Suwałki is a town in northeastern Poland with
over 70,000 inhabitants. The town gives its name to the Polish protected area
known as Suwałki Landscape Park.
The village was founded by Camaldolese monks,
who in 1667 were granted the area surrounding the future town by the Grand Duke
of Lithuania and the King of Poland John II Casimir. Soon afterward the
monastic order built its headquarters in Wigry, where a monastery and a church
were built. In 1710 King Augustus II the Strong granted the village a privilege
to organize fairs and markets. Five years later, in 1715, the village was
granted town rights by the grand master of the order, Ildefons.
In 1807 Suwałki became part of the newly
formed Duchy of Warsaw and one of the centres of the department of Łomża. After
the defeat of Napoleon Bonaparte and the Congress of Vienna, the area was
incorporated into the Kingdom of Poland.
During the later stages of the Polish
Defensive War of 1939 the town was briefly captured by the Red Army. However,
on October 12 of the same year the Soviets withdrew and transferred the area to
the Germans, in accordance with the Nazi-Soviet Alliance. The town was renamed
to Sudauen and incorporated directly into the German Reich's East Prussia.

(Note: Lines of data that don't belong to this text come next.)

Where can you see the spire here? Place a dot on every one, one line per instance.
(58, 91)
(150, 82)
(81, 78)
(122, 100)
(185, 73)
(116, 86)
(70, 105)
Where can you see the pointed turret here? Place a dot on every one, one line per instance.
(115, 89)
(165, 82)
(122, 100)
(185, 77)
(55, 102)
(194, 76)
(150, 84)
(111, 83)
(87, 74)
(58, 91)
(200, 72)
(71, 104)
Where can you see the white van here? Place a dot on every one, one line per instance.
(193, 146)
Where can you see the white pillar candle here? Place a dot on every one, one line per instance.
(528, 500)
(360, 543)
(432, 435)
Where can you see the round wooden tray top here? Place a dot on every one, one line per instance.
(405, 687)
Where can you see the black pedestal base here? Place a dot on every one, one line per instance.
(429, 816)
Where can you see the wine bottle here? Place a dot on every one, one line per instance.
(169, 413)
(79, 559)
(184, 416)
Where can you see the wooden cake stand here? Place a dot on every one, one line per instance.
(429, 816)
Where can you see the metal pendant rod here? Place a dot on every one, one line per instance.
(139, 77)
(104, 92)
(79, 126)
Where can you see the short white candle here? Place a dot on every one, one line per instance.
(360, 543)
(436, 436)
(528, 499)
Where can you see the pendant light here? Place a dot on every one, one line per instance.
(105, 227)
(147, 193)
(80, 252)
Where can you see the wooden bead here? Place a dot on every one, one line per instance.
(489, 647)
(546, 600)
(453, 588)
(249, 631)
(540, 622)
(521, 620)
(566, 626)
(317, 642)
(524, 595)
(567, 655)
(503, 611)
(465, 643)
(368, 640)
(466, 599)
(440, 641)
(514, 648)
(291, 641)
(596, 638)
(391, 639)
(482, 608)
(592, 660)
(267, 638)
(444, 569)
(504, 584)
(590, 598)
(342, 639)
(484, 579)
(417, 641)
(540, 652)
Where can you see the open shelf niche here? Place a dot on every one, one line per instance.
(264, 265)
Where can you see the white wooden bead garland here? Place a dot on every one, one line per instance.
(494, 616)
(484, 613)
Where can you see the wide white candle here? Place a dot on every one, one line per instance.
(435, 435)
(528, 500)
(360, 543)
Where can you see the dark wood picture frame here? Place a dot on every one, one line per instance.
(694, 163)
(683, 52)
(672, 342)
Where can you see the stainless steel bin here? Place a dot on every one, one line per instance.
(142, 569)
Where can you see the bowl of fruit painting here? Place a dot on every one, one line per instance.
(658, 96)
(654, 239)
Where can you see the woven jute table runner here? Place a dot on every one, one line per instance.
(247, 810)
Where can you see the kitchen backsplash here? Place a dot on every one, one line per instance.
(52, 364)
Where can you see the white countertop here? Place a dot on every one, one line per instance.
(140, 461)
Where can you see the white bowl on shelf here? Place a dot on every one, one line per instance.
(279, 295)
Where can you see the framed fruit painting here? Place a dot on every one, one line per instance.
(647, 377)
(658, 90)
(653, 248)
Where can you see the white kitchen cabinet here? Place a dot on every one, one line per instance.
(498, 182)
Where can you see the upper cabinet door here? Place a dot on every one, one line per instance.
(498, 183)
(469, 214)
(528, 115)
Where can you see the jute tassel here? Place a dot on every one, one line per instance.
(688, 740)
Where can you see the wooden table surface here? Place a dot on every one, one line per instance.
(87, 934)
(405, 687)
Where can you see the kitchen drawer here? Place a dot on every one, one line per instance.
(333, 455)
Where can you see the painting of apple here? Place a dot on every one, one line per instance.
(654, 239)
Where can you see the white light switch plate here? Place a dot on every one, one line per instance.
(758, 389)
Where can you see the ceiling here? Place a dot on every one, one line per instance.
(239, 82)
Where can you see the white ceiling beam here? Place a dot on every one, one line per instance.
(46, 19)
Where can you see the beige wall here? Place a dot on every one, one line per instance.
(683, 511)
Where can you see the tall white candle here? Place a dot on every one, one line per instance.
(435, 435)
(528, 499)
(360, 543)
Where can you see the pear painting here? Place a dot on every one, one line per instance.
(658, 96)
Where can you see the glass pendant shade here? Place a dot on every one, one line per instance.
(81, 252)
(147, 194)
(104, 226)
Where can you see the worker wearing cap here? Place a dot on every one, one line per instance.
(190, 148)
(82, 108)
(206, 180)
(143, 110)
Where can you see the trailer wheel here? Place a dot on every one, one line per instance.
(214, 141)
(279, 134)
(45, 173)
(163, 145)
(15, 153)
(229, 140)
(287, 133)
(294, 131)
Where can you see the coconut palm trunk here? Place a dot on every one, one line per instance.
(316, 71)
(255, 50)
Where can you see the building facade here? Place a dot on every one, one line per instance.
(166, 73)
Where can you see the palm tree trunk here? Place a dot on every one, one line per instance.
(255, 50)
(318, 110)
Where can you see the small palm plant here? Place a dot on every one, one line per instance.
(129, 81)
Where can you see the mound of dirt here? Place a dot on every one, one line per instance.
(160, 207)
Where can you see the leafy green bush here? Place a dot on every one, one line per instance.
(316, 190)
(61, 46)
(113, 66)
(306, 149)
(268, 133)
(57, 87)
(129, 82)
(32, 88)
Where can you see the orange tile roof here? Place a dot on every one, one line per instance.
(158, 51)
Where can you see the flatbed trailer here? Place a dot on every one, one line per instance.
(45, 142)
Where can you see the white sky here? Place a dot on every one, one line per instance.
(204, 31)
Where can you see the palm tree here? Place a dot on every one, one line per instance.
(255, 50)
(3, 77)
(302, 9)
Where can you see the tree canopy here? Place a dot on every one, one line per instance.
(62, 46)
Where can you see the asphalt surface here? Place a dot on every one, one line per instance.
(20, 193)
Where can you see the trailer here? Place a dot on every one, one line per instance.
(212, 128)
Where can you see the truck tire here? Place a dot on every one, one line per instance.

Severe laws and terror that erupted led to the creation of several resistance
organisations. Although most of them were at first destroyed by the Gestapo, by
1942 the area had one of the strongest ZWZ and AK networks. Despite the
resistance, almost the entire town's once 7,000-strong Jewish community was
murdered in Nazi concentration camps.
After the war, Suwałki remained a capital of
the county. However, the heavily damaged town recovered very slowly and the
Communist economic system could not solve the town's problems.